As work plays a large part of most people’s lives, it can significantly affect how happy and satisfied employees are overall, yet many employees think work detracts rather than adds to happiness. For example, consider the sayings: “The best part of going to work is coming back home at the end of the day”, “Work is just something I’m doing until I win the lottery”, “I need a six-month vacation, twice a year”. Or the expressions: “Monday blues”, “post-holiday depression” or “Thank goodness it’s Friday” – these sayings and expressions suggest that employees feel happier when they are not at work!
The term ‘well-being at work’ is all about people’s immediate work environment, or more specifically their perceptions and experience of their quality of life at their respective workplaces. It covers several aspects of the way people feel about their jobs and their relationships with the people around them, particularly their line managers/supervisors. Essentially, it means being surrounded by leaders and colleagues who treat them with the respect they deserve.

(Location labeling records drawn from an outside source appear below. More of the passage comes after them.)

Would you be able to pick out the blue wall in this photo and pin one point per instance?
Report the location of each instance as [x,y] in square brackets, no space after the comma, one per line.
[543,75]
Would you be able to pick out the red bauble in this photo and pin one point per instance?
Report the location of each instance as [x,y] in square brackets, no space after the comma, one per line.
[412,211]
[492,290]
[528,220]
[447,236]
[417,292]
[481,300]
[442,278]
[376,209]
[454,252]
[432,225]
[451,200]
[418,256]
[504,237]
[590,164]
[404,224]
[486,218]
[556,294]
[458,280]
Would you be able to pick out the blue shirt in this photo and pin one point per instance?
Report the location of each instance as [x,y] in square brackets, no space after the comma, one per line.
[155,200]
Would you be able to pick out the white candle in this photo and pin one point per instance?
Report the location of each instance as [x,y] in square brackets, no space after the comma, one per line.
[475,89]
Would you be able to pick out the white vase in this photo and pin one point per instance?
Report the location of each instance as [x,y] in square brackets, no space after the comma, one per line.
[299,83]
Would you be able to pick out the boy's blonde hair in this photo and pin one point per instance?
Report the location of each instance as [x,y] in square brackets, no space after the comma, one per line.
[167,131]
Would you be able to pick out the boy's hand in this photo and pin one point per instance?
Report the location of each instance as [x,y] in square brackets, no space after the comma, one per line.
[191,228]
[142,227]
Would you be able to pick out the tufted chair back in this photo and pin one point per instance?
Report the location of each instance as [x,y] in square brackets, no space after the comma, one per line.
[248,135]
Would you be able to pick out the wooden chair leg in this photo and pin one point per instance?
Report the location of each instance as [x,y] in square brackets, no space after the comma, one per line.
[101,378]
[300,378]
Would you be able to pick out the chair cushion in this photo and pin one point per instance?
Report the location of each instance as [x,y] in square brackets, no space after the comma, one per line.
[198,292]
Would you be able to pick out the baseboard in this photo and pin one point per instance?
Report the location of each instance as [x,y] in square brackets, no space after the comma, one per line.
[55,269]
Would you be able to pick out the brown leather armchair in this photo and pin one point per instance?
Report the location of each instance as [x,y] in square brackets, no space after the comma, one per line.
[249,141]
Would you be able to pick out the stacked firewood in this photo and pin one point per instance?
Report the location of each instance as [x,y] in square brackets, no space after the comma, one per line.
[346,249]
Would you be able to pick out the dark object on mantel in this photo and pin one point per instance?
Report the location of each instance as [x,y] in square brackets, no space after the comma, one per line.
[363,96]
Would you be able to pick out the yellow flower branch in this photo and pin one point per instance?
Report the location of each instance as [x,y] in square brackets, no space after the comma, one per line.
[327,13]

Employee well-being is increasingly the focus of senior leadership attention in organizations in the UK and elsewhere. Progressive organizations in the UK aim to create a work environment that promotes a state of contentment which allows employees to develop, flourish and achieve their full potential for the professional benefit of themselves and their organizations. This is viewed as a legitimate business target of corporate policy in its own right due to the fact that improvements in employee well-being are conducive to enhanced workplace performance and overall business growth.